To maintain its high energy demand the heart is equipped with a highly complex and efficient enzymatic machinery that orchestrates ATP production using multiple energy substrates, namely fatty acids, carbohydrates (glucose and lactate), ketones and amino acids. The contribution of these individual substrates to ATP production can dramatically change, depending on such variables as substrate availability, hormonal status and energy demand. This "metabolic flexibility" is a remarkable virtue of the heart, which allows utilization of different energy substrates at different rates to maintain contractile function. In heart failure, cardiac function is reduced, which is accompanied by discernible energy metabolism perturbations and impaired metabolic flexibility. While it is generally agreed that overall mitochondrial ATP production is impaired in the failing heart, there is less consensus as to what actual switches in energy substrate preference occur. The failing heart shift toward a greater reliance on glycolysis and ketone body oxidation as a source of energy, with a decrease in the contribution of glucose oxidation to mitochondrial oxidative metabolism. The heart also becomes insulin resistant. However, there is less consensus as to what happens to fatty acid oxidation in heart failure. While it is generally believed that fatty acid oxidation decreases, a number of clinical and experimental studies suggest that fatty acid oxidation is either not changed or is increased in heart failure. Of importance, is that any metabolic shift that does occur has the potential to aggravate cardiac dysfunction and the progression of the heart failure. An increasing body of evidence shows that increasing cardiac ATP production and/or modulating cardiac energy substrate preference positively correlates with heart function and can lead to better outcomes. This includes increasing glucose and ketone oxidation and decreasing fatty acid oxidation. In this review we present the physiology of the energy metabolism pathways in the heart and the changes that occur in these pathways in heart failure. We also look at the interventions which are aimed at manipulating the myocardial metabolic pathways toward more efficient substrate utilization which will eventually improve cardiac performance.

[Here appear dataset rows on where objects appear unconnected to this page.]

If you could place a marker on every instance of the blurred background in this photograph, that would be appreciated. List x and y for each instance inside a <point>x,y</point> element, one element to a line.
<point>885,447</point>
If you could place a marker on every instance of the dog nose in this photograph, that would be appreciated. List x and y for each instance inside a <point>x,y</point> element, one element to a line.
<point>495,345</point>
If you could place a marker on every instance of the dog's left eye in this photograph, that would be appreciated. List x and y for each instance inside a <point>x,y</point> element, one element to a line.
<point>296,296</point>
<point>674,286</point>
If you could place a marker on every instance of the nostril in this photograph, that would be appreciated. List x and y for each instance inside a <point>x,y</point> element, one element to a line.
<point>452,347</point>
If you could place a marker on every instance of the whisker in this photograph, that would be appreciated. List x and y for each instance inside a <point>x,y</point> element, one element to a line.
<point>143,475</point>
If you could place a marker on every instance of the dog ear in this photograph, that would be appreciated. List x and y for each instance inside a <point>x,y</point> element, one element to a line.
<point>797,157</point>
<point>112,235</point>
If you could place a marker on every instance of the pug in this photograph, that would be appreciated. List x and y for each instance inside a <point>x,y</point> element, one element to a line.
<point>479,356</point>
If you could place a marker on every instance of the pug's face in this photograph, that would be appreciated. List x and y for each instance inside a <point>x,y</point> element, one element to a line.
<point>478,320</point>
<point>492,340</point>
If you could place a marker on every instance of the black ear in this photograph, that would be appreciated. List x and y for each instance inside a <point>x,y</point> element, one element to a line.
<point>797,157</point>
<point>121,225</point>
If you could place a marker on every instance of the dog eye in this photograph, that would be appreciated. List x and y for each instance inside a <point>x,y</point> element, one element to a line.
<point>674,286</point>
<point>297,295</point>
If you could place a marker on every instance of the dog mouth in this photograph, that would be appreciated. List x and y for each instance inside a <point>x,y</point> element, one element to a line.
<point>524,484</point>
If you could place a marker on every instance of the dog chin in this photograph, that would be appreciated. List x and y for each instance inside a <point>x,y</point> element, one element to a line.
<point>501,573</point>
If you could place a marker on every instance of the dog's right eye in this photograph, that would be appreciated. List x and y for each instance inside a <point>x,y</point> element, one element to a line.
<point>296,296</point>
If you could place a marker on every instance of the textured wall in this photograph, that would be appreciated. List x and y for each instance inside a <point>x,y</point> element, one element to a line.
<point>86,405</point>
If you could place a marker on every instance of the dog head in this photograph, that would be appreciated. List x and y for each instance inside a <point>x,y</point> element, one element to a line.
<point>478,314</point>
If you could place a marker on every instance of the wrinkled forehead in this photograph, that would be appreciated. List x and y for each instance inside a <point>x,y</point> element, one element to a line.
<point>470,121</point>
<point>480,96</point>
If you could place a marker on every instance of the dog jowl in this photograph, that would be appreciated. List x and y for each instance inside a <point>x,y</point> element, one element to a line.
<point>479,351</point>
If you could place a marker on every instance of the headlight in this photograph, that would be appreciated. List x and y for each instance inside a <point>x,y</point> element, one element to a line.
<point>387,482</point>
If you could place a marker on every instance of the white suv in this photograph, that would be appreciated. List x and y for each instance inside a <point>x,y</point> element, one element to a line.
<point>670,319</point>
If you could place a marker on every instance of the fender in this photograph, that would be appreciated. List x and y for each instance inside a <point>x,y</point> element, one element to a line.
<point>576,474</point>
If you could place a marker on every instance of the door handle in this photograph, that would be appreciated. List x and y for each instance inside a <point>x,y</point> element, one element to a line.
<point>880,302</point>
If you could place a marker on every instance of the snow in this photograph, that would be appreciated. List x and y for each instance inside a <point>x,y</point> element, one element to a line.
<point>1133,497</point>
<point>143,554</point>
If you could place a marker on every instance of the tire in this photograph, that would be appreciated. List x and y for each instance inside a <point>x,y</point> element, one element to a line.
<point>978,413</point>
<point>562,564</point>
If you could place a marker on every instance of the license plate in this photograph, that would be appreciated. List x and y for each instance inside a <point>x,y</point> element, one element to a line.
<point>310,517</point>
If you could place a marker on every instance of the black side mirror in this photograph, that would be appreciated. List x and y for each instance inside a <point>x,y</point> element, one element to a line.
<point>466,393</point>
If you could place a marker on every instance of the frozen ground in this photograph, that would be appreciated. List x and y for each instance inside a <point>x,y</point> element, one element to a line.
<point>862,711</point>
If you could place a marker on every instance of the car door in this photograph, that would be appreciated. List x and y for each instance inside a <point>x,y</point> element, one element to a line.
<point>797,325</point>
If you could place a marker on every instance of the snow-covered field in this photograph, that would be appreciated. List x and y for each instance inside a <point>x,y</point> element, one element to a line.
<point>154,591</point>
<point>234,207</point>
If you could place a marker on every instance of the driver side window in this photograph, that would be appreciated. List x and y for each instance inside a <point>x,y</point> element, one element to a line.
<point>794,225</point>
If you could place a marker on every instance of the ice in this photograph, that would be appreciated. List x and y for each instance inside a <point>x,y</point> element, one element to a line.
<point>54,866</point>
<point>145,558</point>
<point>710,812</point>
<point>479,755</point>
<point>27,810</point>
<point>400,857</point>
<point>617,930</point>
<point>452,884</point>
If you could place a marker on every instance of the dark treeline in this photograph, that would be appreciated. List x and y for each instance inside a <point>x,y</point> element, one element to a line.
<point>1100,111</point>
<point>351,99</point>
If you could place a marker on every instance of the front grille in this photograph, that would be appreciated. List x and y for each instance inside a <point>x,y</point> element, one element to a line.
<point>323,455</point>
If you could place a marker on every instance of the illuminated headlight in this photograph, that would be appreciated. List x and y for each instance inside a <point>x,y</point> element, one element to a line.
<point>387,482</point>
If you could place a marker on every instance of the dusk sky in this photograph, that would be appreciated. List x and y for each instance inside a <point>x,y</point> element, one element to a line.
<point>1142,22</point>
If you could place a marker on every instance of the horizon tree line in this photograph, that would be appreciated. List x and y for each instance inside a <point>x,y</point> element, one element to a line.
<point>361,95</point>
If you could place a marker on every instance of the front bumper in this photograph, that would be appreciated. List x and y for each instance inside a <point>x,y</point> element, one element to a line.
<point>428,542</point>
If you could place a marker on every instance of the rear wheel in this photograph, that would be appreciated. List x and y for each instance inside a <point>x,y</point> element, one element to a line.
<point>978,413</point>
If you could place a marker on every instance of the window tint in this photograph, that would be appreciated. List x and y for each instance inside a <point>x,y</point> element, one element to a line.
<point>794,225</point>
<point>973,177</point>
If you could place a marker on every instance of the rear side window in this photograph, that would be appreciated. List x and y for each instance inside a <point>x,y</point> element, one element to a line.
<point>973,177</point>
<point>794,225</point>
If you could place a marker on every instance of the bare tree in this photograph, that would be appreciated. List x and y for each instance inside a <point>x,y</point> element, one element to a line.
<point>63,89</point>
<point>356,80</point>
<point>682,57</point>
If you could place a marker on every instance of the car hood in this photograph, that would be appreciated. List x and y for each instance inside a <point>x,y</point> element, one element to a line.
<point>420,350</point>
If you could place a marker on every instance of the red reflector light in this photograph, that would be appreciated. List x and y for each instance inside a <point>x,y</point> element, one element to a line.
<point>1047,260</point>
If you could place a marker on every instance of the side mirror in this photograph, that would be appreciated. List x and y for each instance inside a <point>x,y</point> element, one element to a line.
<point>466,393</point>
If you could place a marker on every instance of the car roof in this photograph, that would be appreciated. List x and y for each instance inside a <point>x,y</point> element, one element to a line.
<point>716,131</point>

为维持其高能量需求,心脏配备了高度复杂且高效的酶机制,该机制利用多种能量底物(即脂肪酸、碳水化合物(葡萄糖和乳酸)、酮体和氨基酸)来协调ATP的产生。这些单个底物对ATP产生的贡献会根据底物可用性、激素状态和能量需求等变量而发生显著变化。这种“代谢灵活性”是心脏的一个显著优点,它允许以不同速率利用不同的能量底物来维持收缩功能。在心力衰竭中,心脏功能降低,同时伴有明显的能量代谢紊乱和代谢灵活性受损。虽然人们普遍认为衰竭心脏的线粒体总体ATP产生受损,但对于能量底物偏好实际发生了哪些转变,共识较少。衰竭心脏更依赖糖酵解和酮体氧化作为能量来源,葡萄糖氧化对线粒体氧化代谢的贡献减少。心脏也会出现胰岛素抵抗。然而,对于心力衰竭时脂肪酸氧化的变化,共识较少。虽然一般认为脂肪酸氧化减少,但一些临床和实验研究表明,心力衰竭时脂肪酸氧化要么没有变化,要么增加。重要的是,任何发生的代谢转变都有可能加重心脏功能障碍和心力衰竭的进展。越来越多的证据表明,增加心脏ATP产生和/或调节心脏能量底物偏好与心脏功能呈正相关,并可带来更好的结果。这包括增加葡萄糖和酮体氧化以及减少脂肪酸氧化。在这篇综述中,我们介绍了心脏能量代谢途径的生理学以及心力衰竭时这些途径发生的变化。我们还探讨了旨在操纵心肌代谢途径以实现更高效底物利用从而最终改善心脏性能的干预措施。